The sigh floated up through the tunnel, a dark wisp twisting and turning through the winding dirt until at last it reached the surface. It hung there briefly, a small, dark cloud, before dissipating into a thousand droplets of despair.
Far below the ground, the woodchuck lay on her back on the dirt floor of her burrow. It had been a bad week. Actually, it had been a bad three and a half years, but somehow everything seemed compounded in the last few days. She was tired of being sad, sick of watching the news and even more terrified of not watching it. She knew it made sense to back off a bit and take her ignorance into hibernation, but if she didn’t stay informed, how could she call herself a citizen? She sighed again, and watched the exhaled breath float above her head, already starting to surf the current of breeze that occasionally circulated through the tunnel.
“Philomena, it’s going to be okay,” a soothing voice whispered next to her ear. The woodchuck startled at the sound of her cousin’s voice, sitting up quickly and banging her head on the ceiling.
“Shirley, how did you get in here?!” she shrieked, rubbing the rising bump. “And how did you know I was worried?”
“Phil, I know you so well that I always can tell when you’re upset. Also, there was a toxic cloud of black vapor that looked like a dementor just imploded hanging above the entrance of your burrow. No one does despair quite as visually as you do.”

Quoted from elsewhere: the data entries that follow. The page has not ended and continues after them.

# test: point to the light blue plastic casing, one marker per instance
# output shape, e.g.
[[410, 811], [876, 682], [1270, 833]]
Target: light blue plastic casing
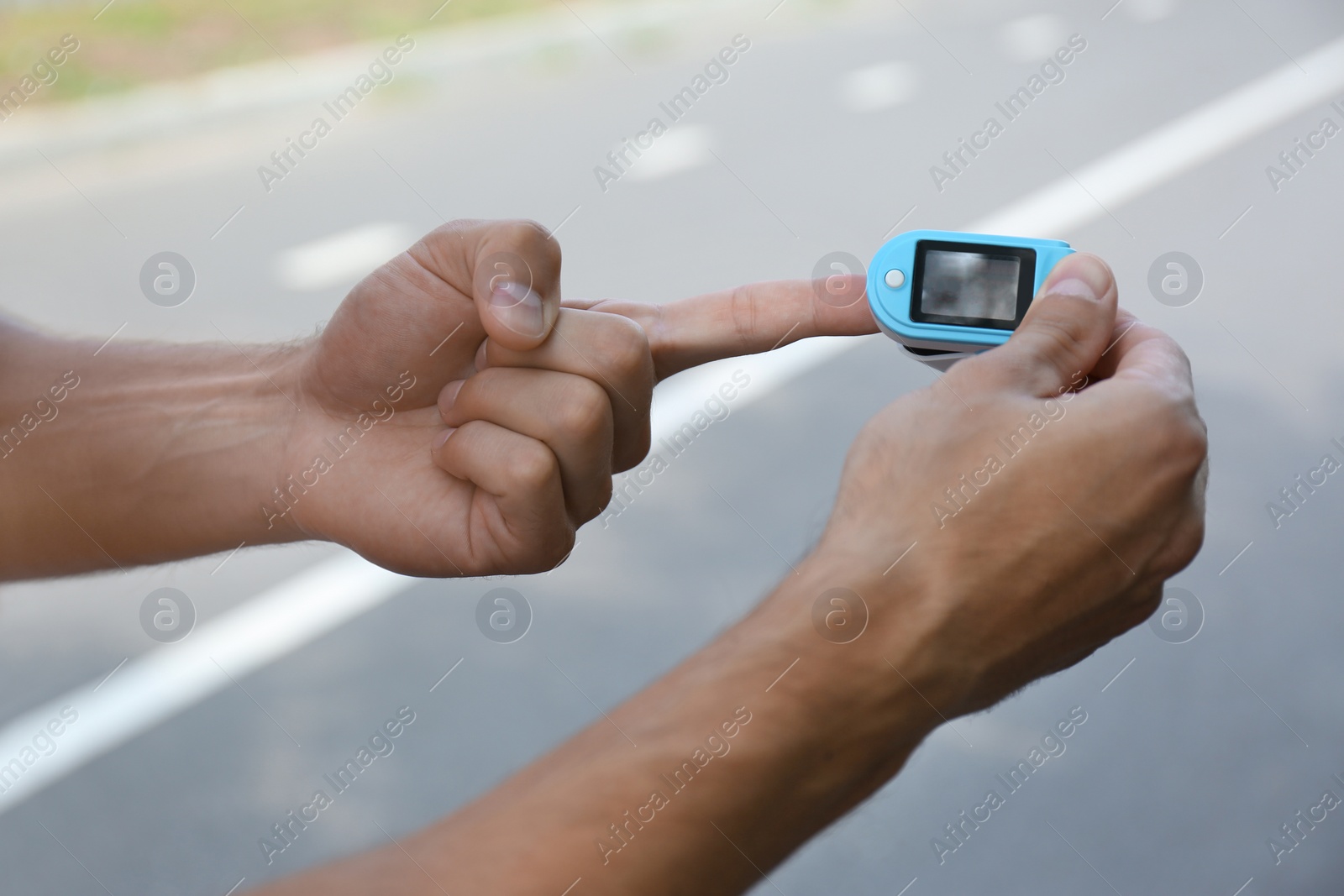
[[891, 307]]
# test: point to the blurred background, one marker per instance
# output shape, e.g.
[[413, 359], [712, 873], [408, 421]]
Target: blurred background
[[1207, 731]]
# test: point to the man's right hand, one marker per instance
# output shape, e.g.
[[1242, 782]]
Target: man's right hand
[[1048, 488]]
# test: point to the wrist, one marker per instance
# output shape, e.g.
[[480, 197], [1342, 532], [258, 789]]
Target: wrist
[[871, 694]]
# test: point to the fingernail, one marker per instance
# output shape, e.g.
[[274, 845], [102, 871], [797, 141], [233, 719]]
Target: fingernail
[[1082, 275], [517, 307], [1074, 286], [448, 396]]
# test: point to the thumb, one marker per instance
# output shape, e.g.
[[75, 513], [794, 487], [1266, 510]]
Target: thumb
[[1066, 329], [517, 284]]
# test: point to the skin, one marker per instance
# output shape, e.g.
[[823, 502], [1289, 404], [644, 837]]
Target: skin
[[507, 443]]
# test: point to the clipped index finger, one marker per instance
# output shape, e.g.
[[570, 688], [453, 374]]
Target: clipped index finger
[[746, 320]]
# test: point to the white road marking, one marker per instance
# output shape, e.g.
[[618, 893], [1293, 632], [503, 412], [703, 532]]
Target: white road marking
[[880, 86], [167, 680], [342, 258], [1034, 38], [682, 148]]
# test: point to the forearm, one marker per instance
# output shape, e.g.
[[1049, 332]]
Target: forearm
[[699, 783], [134, 453]]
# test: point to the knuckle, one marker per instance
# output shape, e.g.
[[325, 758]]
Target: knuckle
[[624, 349], [743, 315], [533, 466], [585, 409], [1183, 437], [1059, 338], [533, 238]]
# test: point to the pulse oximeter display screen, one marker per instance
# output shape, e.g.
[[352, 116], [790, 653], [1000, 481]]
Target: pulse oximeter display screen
[[971, 284]]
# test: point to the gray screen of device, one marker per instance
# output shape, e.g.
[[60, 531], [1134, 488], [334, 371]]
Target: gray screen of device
[[971, 285]]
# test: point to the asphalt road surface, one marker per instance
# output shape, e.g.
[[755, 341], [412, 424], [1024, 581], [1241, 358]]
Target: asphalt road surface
[[1198, 745]]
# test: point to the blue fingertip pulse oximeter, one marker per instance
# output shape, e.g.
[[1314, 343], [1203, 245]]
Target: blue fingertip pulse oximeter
[[945, 296]]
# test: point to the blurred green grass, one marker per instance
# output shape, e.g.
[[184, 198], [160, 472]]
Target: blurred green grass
[[134, 42]]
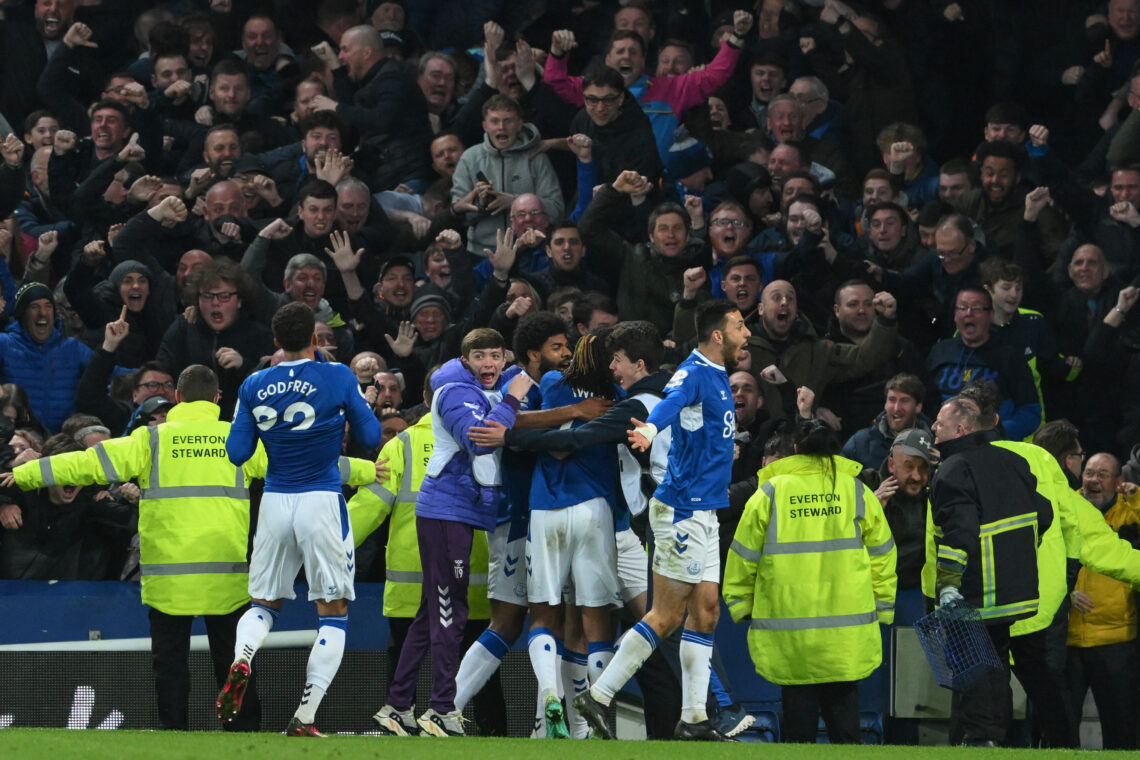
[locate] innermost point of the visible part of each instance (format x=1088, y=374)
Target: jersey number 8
x=267, y=416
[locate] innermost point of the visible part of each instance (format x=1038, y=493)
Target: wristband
x=649, y=432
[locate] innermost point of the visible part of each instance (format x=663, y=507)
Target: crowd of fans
x=415, y=169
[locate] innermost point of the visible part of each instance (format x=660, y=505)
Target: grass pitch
x=63, y=744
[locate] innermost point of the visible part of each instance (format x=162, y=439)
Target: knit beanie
x=686, y=156
x=125, y=268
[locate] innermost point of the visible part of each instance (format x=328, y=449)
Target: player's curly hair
x=589, y=367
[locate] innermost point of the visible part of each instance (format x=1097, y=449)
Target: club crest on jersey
x=677, y=378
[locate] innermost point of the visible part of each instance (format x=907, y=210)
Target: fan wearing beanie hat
x=689, y=164
x=45, y=319
x=431, y=312
x=35, y=354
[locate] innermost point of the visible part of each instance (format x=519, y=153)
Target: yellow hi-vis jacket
x=407, y=457
x=1114, y=618
x=1082, y=533
x=194, y=511
x=1060, y=541
x=813, y=566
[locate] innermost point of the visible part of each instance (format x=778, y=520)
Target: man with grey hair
x=436, y=75
x=822, y=119
x=787, y=122
x=358, y=213
x=1003, y=586
x=376, y=96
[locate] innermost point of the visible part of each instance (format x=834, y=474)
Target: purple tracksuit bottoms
x=445, y=553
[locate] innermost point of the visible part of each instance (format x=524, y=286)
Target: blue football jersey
x=699, y=406
x=589, y=473
x=298, y=409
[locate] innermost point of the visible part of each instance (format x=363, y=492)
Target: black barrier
x=115, y=689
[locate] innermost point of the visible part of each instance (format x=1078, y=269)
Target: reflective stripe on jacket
x=407, y=457
x=194, y=511
x=813, y=565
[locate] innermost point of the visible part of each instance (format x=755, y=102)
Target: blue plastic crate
x=957, y=646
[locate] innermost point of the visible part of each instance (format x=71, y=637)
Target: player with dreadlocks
x=571, y=531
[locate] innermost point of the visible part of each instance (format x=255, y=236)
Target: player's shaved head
x=197, y=383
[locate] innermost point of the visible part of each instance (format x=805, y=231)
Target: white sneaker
x=439, y=724
x=397, y=722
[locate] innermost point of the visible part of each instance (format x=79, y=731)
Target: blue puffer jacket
x=49, y=372
x=461, y=402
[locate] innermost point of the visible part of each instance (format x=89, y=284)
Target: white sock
x=634, y=652
x=695, y=653
x=252, y=629
x=324, y=662
x=600, y=655
x=544, y=659
x=478, y=665
x=559, y=686
x=575, y=673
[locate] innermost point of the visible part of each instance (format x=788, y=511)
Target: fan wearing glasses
x=976, y=353
x=221, y=335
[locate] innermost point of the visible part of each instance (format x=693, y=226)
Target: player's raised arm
x=242, y=441
x=363, y=424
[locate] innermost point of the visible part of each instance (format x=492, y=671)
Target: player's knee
x=336, y=607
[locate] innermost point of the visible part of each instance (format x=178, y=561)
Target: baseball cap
x=915, y=442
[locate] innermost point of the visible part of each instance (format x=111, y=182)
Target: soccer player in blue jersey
x=298, y=409
x=571, y=538
x=699, y=409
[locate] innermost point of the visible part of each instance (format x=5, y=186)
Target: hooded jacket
x=453, y=492
x=953, y=365
x=625, y=142
x=650, y=284
x=510, y=171
x=806, y=359
x=48, y=372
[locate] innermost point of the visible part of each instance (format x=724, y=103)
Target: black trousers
x=837, y=702
x=170, y=650
x=1110, y=671
x=489, y=703
x=984, y=711
x=1039, y=663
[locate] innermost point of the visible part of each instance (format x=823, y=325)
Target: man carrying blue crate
x=988, y=517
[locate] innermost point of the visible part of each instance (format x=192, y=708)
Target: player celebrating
x=686, y=564
x=461, y=493
x=298, y=409
x=571, y=538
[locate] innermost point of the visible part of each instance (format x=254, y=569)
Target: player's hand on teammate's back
x=491, y=436
x=637, y=439
x=520, y=385
x=591, y=408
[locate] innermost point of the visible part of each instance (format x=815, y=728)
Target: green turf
x=62, y=744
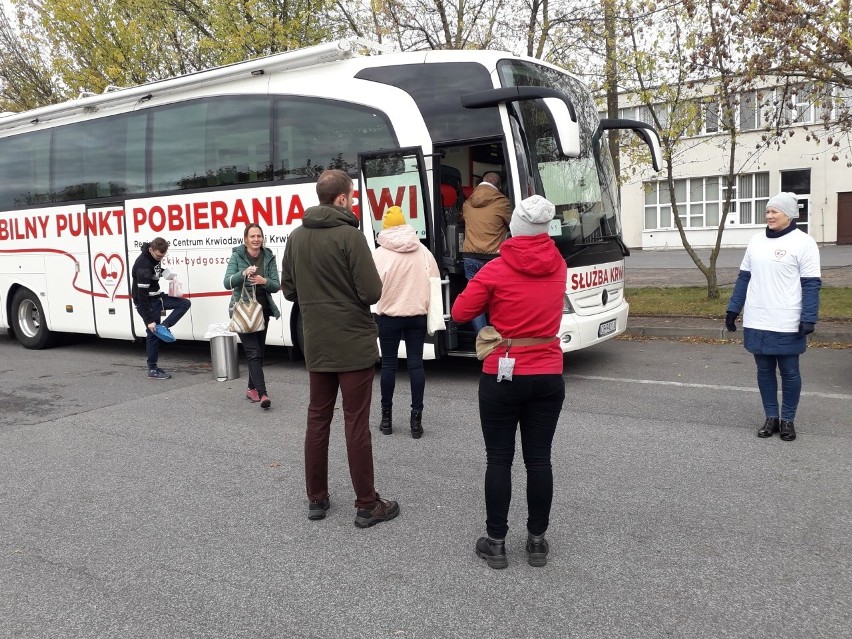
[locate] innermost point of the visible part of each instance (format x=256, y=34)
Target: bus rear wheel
x=28, y=321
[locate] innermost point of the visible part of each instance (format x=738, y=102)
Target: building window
x=711, y=117
x=749, y=111
x=752, y=196
x=798, y=105
x=700, y=200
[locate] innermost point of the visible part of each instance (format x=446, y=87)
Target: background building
x=800, y=165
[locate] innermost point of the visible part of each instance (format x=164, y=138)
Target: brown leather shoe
x=382, y=510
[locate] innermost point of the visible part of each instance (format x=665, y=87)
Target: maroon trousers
x=356, y=388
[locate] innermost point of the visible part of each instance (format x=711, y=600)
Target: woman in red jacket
x=522, y=291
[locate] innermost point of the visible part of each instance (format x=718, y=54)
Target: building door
x=844, y=218
x=799, y=182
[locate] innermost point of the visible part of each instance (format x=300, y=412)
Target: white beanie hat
x=787, y=203
x=532, y=216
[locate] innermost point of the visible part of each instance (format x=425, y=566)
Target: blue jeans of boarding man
x=178, y=307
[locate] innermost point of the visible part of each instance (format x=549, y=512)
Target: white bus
x=195, y=158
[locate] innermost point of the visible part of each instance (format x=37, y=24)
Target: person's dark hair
x=251, y=226
x=332, y=183
x=493, y=178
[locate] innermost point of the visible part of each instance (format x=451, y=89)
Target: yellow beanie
x=393, y=217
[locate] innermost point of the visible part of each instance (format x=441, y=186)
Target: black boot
x=788, y=431
x=537, y=549
x=386, y=425
x=416, y=426
x=770, y=426
x=493, y=551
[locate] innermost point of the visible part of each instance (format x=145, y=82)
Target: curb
x=829, y=335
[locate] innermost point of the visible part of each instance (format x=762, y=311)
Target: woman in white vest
x=778, y=291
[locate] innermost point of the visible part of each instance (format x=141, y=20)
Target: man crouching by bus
x=328, y=271
x=150, y=301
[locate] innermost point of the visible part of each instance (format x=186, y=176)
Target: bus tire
x=29, y=322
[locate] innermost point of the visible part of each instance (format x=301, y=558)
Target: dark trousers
x=471, y=268
x=791, y=384
x=356, y=388
x=254, y=344
x=413, y=331
x=534, y=402
x=178, y=307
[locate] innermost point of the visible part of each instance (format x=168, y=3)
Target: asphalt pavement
x=675, y=267
x=147, y=509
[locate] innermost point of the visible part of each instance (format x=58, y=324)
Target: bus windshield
x=583, y=188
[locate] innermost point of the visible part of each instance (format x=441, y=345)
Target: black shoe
x=537, y=549
x=386, y=425
x=382, y=510
x=770, y=427
x=416, y=425
x=492, y=551
x=316, y=509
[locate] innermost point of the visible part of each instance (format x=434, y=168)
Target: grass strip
x=691, y=301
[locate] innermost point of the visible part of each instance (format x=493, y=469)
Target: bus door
x=401, y=177
x=110, y=272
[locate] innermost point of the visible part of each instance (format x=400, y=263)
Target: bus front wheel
x=28, y=321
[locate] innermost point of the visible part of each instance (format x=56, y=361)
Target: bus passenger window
x=312, y=135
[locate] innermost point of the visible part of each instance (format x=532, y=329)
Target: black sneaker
x=382, y=510
x=770, y=427
x=492, y=551
x=788, y=430
x=316, y=509
x=537, y=549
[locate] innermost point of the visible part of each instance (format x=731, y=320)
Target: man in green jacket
x=329, y=272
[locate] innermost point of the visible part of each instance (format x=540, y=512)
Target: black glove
x=805, y=328
x=731, y=321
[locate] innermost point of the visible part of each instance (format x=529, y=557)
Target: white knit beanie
x=787, y=203
x=532, y=216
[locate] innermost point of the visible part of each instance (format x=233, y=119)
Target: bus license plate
x=606, y=328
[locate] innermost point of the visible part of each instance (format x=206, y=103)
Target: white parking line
x=658, y=382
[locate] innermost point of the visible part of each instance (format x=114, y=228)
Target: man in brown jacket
x=486, y=215
x=328, y=270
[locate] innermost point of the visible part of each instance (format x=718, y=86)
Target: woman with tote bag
x=405, y=267
x=252, y=275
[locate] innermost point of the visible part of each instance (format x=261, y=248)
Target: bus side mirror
x=644, y=130
x=565, y=127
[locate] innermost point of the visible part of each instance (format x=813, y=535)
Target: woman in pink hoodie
x=523, y=291
x=405, y=267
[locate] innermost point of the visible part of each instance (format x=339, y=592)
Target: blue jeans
x=534, y=402
x=471, y=268
x=791, y=384
x=254, y=344
x=178, y=305
x=413, y=331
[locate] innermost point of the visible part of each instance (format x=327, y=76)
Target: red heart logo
x=110, y=270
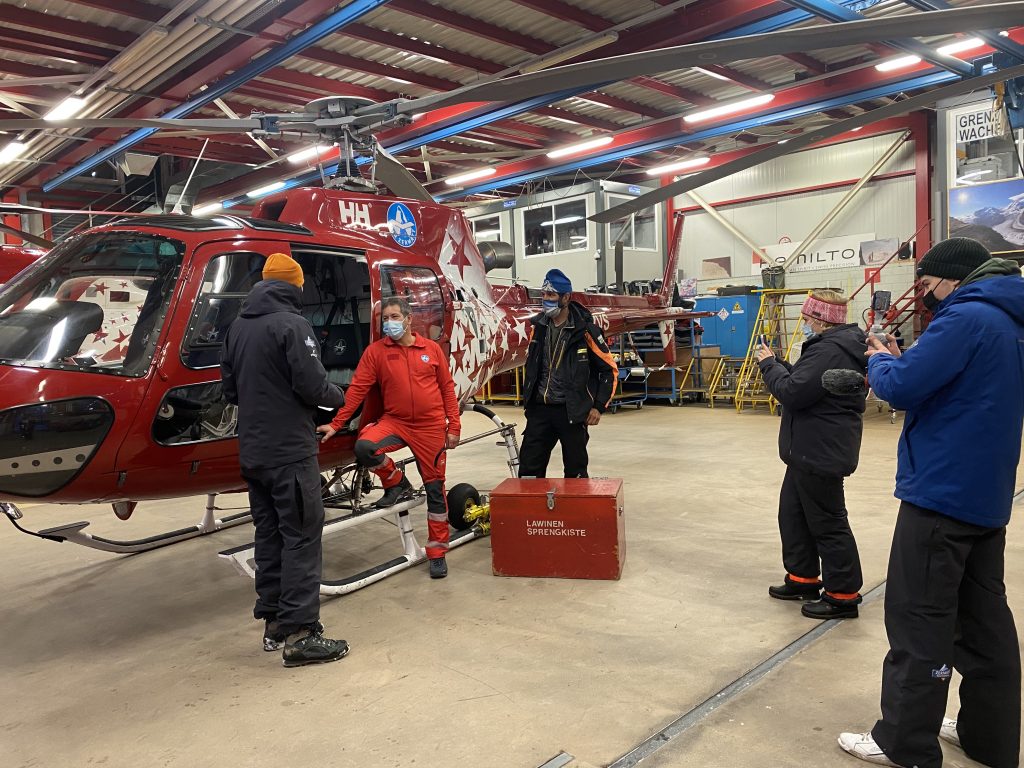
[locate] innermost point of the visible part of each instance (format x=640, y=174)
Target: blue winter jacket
x=963, y=388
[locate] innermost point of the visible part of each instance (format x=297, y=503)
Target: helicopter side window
x=94, y=303
x=419, y=287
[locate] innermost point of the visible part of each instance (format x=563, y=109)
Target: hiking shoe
x=273, y=638
x=862, y=745
x=309, y=646
x=794, y=591
x=395, y=494
x=948, y=732
x=824, y=610
x=438, y=568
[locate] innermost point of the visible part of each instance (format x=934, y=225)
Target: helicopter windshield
x=94, y=303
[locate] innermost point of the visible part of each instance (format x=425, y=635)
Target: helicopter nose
x=44, y=445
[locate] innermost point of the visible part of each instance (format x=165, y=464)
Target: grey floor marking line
x=683, y=723
x=561, y=759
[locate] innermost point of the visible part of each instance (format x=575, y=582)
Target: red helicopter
x=110, y=344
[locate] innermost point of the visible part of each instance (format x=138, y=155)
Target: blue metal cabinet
x=733, y=333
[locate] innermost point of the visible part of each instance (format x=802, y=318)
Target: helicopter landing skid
x=74, y=531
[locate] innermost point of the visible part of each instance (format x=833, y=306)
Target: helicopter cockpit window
x=335, y=300
x=419, y=287
x=94, y=303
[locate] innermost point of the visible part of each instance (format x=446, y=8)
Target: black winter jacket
x=820, y=432
x=271, y=371
x=588, y=372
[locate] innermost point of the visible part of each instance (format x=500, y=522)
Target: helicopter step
x=75, y=534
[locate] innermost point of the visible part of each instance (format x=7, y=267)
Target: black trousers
x=547, y=425
x=288, y=513
x=946, y=608
x=813, y=524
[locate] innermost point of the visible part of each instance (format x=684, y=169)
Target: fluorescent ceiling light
x=711, y=74
x=591, y=102
x=260, y=192
x=897, y=64
x=570, y=51
x=311, y=154
x=470, y=176
x=592, y=143
x=208, y=209
x=11, y=152
x=717, y=112
x=960, y=46
x=67, y=109
x=680, y=166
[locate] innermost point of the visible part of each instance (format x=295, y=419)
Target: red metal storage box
x=568, y=528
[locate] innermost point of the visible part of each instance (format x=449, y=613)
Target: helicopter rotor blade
x=812, y=136
x=602, y=71
x=398, y=178
x=28, y=237
x=242, y=125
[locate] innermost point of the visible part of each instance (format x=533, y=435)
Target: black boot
x=438, y=568
x=796, y=591
x=309, y=646
x=274, y=637
x=832, y=608
x=395, y=494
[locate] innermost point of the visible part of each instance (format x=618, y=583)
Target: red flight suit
x=420, y=409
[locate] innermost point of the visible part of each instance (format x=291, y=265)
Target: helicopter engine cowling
x=497, y=255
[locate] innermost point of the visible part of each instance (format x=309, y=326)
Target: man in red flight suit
x=421, y=411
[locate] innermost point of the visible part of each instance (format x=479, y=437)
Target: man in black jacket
x=819, y=440
x=271, y=371
x=569, y=380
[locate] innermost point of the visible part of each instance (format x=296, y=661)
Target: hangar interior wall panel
x=885, y=208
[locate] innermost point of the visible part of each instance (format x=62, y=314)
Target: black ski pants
x=288, y=513
x=547, y=425
x=813, y=524
x=946, y=608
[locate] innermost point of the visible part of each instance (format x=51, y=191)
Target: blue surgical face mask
x=394, y=329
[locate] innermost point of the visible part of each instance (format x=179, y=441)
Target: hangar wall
x=885, y=208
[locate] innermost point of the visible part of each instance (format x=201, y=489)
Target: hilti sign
x=354, y=213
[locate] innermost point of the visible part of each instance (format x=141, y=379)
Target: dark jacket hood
x=850, y=338
x=997, y=282
x=271, y=296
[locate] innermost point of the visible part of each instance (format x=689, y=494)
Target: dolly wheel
x=461, y=497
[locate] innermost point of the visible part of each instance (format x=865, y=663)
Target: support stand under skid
x=244, y=557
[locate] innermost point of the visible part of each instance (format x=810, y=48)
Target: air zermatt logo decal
x=401, y=224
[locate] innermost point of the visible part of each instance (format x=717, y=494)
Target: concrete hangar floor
x=153, y=659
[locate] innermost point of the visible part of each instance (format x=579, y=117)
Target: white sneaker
x=948, y=731
x=862, y=745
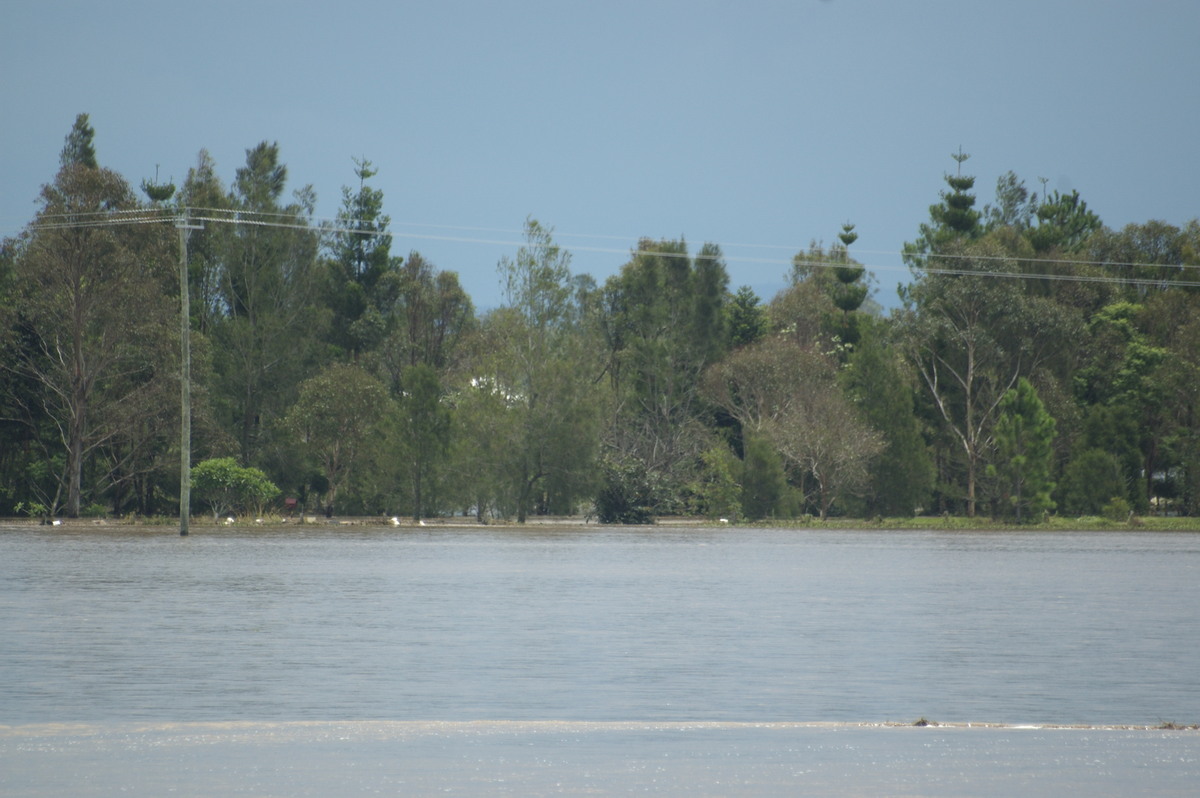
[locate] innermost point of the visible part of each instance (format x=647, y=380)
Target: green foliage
x=1116, y=509
x=718, y=490
x=1025, y=437
x=748, y=321
x=78, y=150
x=1090, y=481
x=881, y=384
x=228, y=487
x=335, y=414
x=1063, y=223
x=629, y=493
x=763, y=483
x=425, y=421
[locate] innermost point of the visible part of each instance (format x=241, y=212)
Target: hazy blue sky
x=756, y=125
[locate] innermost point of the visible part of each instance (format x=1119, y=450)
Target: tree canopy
x=1039, y=361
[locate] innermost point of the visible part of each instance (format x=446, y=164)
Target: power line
x=327, y=226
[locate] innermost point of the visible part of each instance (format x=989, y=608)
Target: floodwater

“Shirley, I heard there was going to be a coop! It must be the chickens — you know they get very protective about where they lay their eggs.”
“Phil, it’s a coup, which is not exactly the same thing, and it’s a fowl thought but the chickens are not involved. It’s about claiming the election is rigged, but nothing is going to happen if we all vote. There are more of us and we just have to get organized and make sure everyone knows what to do. Here, I brought you something.”
Shirley thrust a paper into the woodchuck’s paw. It was a list of names of animals from various parts of the forest. “It’s part of a letter writing campaign. We’re sending hand-written messages to try to convince all of our relatives to vote.”
The woodchuck considered the list before her. Damn, she had a lot of cousins. “I can’t write to all of these groundhogs!” she exclaimed. “I don’t have an opposable thumb!”
“You don’t have to write to all of them,” Shirley replied. “Just take the top five on the list and start with those. Doing something will give you a sense of control, and maybe that cyclone of sighs hovering over your burrow will finally dissolve.”
After Shirley had crawled up the tunnel toward home, the woodchuck sat and thought for a long time. Could this possibly make a difference? It really didn’t seem like it could. This was a waste of time, because who would listen to a simple woodchuck? What a dumb idea.
She noticed something sitting on her dresser. It was a delicate, white lace collar. She touched the fragile piece, and then slowly tied it around her neck. She inhaled deeply, but her exhale this time was not a sigh, but a deep, cleansing breath. She picked up her pencil and began to write.